Freedom of Expression

Media freedom in Libya is declining. In 2016, the country ranked 164 in Reporters Without Borders’ (RWB) World Press Freedom Index, down from 154 in 2015. RWB stated that ‘the open conflict between rival governments in Tobruk in the east and Tripoli in the west from 2014 onwards resulted in a climate of complete impunity for crimes of violence and abuses against professional and non-professional journalists’. In February 2015, HRW issued a report entitled War on the Media, in which it described how the new-found media freedom following the 2011 revolution has been eroded by the subsequent chaos and insecurity. The report stated: ‘Between mid-2012 and November 2014, Human Rights Watch documented at least 91 cases of threats and assaults against journalists, including against at least 14 female journalists and media workers. This figure includes 30 cases of kidnappings or short-term arbitrary detentions of journalists, mainly by militias, and eight killings of reporters. In a few cases, the journalists may have been unintentionally injured or killed while reporting on violent incidents. But in most cases documented by Human Rights Watch it was clear that armed groups targeted journalists to punish or censor their reporting. In the same period at least ten journalists fled the country after being attacked or threatened. Human Rights Watch also documented 26 cases of armed attacks against the offices of television and radio stations.’ No promise of press protection has been made so far by any of the competing governments.

Women’s Rights

In 2013, HRW published guidelines to help secure women’s rights in Libya in a number of key areas. Four years later, the situation of women in Libya only seems to have worsened, notably since 2014 with the assassination of well-known activists including Salwa Bugaighi, Fariha al-Berkawi and Intissar al-Hasaeri and the harassment and assault of many others. These attacks are ‘designed to send a broader message that women should not be vocal in the public sphere’, according to the UN, which also provided information about sexual violence. ‘In one case, a woman said she was abducted in Tripoli by members of an armed group, drugged and raped repeatedly over six months.

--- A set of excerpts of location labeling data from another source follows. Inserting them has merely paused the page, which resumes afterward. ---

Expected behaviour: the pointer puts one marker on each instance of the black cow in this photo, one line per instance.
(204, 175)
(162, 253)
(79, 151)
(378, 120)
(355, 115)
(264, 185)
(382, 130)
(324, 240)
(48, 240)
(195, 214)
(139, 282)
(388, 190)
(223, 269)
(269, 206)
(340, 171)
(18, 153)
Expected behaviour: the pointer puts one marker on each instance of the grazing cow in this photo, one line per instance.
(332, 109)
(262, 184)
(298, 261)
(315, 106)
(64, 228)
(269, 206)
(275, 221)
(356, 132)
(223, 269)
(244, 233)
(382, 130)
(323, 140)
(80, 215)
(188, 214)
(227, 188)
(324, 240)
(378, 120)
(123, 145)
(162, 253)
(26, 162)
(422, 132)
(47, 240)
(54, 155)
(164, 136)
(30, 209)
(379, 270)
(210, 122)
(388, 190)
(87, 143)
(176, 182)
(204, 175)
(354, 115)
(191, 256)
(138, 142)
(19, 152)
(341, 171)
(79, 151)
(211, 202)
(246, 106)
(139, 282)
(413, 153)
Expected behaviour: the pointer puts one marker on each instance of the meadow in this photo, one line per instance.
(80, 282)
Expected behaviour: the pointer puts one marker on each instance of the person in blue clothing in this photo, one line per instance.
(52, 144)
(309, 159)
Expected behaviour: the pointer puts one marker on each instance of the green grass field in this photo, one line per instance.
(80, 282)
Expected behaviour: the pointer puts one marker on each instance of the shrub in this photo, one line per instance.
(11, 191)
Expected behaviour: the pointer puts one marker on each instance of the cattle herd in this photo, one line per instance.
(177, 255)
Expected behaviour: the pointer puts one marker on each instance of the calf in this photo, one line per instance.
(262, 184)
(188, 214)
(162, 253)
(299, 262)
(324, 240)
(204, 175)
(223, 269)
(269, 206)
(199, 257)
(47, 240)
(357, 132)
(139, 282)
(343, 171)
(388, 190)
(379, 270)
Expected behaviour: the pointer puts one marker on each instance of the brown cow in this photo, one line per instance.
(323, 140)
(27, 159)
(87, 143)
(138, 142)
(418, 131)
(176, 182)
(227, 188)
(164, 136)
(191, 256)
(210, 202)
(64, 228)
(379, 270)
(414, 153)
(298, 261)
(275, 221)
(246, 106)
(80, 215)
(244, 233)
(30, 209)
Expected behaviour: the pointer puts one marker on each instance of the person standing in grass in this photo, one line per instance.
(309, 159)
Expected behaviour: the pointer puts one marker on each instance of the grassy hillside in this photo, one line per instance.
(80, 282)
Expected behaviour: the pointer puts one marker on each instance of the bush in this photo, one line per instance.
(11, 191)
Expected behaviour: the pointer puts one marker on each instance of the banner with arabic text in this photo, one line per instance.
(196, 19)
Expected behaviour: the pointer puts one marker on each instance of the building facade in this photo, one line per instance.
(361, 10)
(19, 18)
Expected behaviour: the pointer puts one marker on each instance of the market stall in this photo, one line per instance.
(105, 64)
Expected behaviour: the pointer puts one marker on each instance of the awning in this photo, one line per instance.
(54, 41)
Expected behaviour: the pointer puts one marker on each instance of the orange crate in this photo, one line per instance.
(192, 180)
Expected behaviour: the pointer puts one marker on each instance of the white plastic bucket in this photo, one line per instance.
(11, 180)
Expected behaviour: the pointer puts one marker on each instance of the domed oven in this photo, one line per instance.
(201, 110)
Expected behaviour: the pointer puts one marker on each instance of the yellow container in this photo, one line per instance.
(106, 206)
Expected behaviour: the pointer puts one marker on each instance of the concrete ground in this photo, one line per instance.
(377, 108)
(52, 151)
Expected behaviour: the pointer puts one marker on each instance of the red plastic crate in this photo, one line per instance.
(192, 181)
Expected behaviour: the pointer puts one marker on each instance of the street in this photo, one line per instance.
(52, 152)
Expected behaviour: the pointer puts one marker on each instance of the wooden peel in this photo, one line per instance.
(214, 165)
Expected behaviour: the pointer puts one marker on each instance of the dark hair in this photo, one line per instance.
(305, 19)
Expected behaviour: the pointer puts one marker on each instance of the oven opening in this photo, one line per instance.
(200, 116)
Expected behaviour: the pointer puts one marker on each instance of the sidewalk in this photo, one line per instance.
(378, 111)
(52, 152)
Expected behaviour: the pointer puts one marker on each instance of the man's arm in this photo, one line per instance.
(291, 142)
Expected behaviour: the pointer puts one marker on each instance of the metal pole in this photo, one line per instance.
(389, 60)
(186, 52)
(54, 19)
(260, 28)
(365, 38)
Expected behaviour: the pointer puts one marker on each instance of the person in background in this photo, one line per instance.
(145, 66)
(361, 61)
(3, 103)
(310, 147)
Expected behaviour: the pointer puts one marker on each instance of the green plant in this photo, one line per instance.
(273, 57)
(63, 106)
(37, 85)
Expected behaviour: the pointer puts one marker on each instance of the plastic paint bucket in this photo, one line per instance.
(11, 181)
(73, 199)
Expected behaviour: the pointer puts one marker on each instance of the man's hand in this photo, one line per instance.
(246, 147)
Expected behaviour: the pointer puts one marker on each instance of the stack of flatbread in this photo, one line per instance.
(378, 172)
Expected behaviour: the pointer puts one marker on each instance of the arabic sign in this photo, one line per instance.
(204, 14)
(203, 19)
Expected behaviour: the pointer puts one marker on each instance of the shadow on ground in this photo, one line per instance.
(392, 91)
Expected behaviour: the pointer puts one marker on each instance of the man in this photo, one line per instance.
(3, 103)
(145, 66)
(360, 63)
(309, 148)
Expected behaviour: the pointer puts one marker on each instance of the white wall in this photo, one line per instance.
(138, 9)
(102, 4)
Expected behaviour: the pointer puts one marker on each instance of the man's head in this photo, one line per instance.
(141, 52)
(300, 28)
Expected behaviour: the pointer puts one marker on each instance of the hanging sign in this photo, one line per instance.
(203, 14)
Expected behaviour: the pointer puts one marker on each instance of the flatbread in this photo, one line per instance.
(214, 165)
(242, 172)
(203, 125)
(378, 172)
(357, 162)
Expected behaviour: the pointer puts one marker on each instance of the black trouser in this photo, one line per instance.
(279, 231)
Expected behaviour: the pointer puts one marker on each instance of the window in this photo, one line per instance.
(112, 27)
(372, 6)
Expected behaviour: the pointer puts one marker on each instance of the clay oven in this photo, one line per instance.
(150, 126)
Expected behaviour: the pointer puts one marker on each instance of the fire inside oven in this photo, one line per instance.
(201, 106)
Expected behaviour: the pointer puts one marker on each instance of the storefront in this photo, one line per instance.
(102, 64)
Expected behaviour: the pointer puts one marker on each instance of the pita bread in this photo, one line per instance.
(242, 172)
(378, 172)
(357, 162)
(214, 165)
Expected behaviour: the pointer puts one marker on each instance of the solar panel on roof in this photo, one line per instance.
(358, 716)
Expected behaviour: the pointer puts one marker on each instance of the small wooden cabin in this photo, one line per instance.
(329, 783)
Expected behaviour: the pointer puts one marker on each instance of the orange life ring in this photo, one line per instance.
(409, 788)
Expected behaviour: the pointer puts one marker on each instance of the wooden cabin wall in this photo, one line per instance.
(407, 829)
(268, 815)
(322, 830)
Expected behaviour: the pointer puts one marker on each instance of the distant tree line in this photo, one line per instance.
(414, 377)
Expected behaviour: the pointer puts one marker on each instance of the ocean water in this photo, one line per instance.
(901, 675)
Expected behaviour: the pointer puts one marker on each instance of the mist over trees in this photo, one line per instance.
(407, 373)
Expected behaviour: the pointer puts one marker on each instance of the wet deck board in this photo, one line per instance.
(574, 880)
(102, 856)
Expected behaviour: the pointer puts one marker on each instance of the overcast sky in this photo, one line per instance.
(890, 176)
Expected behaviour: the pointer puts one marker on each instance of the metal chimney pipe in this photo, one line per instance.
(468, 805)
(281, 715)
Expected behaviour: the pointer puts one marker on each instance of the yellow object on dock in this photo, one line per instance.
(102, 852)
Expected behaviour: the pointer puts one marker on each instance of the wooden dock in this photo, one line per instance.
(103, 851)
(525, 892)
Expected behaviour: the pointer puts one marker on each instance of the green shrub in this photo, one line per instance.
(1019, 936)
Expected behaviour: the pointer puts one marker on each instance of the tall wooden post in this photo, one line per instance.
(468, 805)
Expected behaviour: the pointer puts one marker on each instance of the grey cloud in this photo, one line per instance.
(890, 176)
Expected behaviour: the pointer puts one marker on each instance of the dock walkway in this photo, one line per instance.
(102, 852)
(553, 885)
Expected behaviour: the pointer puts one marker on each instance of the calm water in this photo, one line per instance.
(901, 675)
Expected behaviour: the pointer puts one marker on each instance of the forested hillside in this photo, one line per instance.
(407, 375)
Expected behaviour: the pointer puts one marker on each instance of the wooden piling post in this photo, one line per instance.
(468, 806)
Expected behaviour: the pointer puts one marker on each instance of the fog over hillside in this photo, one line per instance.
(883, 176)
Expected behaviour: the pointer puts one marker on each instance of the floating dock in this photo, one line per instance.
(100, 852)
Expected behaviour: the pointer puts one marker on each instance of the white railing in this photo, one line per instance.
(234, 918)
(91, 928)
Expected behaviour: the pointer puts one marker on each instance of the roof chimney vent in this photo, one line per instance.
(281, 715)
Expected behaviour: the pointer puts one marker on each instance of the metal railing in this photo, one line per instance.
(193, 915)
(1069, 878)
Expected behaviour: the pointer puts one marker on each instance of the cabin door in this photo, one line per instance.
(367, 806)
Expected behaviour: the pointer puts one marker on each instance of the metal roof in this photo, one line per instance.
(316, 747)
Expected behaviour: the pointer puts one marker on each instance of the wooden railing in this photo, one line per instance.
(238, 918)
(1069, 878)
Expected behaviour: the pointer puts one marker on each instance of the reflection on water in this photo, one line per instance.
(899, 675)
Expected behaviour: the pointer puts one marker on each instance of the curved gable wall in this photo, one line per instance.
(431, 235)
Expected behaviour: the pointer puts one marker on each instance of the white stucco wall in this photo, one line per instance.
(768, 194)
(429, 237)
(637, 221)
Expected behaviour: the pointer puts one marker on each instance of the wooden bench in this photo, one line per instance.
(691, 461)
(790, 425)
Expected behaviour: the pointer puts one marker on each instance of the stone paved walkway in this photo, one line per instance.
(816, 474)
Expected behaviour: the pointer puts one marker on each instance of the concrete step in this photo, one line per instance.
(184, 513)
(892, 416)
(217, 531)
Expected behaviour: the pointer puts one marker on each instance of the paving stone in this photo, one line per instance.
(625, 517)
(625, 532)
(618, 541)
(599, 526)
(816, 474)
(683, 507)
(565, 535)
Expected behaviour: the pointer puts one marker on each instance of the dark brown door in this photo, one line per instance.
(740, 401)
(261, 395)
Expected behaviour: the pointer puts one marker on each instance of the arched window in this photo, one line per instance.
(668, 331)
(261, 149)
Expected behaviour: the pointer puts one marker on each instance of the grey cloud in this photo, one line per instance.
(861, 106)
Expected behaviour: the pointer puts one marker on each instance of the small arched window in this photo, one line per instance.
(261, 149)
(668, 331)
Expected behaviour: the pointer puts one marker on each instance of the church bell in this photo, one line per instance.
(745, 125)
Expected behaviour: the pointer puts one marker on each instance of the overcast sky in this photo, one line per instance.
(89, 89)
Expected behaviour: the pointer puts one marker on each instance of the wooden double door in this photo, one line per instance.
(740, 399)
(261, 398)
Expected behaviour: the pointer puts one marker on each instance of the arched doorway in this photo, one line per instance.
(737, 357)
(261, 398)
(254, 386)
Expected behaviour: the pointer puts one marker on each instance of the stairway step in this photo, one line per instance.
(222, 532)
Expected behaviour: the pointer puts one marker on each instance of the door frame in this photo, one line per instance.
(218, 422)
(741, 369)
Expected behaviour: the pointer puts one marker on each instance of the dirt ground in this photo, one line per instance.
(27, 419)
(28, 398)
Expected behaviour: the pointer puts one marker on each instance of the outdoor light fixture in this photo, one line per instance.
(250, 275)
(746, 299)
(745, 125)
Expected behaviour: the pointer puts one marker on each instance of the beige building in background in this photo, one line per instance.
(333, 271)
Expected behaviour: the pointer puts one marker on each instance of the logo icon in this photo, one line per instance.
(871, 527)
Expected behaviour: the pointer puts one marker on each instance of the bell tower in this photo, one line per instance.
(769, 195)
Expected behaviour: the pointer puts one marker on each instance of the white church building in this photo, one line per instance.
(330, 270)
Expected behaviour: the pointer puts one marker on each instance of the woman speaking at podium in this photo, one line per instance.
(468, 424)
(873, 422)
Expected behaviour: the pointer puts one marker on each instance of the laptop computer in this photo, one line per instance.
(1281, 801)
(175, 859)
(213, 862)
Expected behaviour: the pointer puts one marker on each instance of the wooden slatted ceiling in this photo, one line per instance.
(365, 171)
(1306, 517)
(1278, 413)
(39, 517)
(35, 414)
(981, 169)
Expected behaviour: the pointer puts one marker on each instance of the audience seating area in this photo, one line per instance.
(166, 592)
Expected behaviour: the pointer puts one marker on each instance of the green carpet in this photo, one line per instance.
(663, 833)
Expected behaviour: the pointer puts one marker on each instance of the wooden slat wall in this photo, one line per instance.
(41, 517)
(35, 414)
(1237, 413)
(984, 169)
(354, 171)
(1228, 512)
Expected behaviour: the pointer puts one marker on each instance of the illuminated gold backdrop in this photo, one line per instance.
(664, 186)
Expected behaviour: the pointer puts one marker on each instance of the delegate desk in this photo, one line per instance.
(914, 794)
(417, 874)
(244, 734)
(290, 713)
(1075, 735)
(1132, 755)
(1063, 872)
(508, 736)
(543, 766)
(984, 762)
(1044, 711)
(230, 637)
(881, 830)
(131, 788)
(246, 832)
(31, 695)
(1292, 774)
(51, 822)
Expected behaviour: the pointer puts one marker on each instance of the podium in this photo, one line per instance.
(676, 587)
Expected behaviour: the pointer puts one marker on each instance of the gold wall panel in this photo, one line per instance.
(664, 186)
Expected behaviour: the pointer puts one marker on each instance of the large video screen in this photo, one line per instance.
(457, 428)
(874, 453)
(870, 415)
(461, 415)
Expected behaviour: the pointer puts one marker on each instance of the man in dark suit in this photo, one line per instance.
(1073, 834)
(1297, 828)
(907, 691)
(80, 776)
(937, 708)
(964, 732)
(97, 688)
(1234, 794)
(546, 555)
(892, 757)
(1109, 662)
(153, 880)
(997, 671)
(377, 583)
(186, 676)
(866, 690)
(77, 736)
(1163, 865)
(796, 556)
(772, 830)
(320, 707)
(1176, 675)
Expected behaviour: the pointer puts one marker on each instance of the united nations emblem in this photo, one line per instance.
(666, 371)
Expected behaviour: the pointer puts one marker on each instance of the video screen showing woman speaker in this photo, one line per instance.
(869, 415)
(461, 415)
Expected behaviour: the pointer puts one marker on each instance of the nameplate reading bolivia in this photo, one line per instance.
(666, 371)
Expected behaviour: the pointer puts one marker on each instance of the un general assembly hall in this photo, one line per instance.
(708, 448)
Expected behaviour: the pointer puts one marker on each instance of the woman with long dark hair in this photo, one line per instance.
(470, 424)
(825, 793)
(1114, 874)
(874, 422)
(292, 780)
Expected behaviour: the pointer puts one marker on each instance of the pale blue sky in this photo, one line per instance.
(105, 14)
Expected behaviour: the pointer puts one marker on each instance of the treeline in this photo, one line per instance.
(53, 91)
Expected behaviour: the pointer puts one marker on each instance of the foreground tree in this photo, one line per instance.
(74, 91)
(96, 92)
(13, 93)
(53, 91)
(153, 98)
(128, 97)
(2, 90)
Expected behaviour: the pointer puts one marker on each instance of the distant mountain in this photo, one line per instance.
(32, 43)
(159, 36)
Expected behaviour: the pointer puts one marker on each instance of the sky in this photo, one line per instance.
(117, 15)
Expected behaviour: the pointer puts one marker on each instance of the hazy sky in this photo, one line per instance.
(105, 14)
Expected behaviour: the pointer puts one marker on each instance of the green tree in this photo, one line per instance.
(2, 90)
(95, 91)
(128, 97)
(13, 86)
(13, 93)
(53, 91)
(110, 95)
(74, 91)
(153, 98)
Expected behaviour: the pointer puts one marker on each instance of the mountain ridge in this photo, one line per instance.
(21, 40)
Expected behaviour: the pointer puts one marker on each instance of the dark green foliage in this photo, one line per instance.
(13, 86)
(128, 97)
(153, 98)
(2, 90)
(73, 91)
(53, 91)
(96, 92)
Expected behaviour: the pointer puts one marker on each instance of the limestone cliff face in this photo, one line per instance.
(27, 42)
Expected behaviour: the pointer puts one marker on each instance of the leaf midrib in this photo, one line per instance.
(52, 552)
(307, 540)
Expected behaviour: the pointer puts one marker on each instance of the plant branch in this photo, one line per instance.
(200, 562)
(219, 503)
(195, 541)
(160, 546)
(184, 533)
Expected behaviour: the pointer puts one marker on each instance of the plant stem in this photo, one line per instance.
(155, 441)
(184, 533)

She also provided information that six girls as young as 11 were subjected to sexual violence by members of the same group.’ New laws have also been implemented, including making child marriage easier and allowing men to divorce without obtaining court approval.

Legal System

In order to limit and punish attacks, abductions and abuses of all kinds, a strong legal system is needed. Yet when lawyers, judges and prosecutors are themselves under constant threat, as highlighted by the UN, their work becomes dangerous and difficult. “This report clearly shows that the justice system does not have the means or capacity to conduct prompt, independent and credible investigations or to prosecute those responsible for human rights violations or abuses,” Zeid Raad al-Hussein said. The report added that ‘since 2014, judges and prosecutors have been subject to killings, court bombings, assaults and abductions. As a result, courts in Derna, Sirte and Benghazi ceased activities in 2014, with limited re-activation in parts of Benghazi in 2015, and victims have had little recourse to seek protection or to an effective remedy. This impunity is facilitating further abuses’. Furthermore, the Libyan authorities have refused to cooperate with the International Criminal Court, notably concerning  the convictions of Qaddafi-era officials, which included the imposition of nine death sentences, following a trial marred by flaws.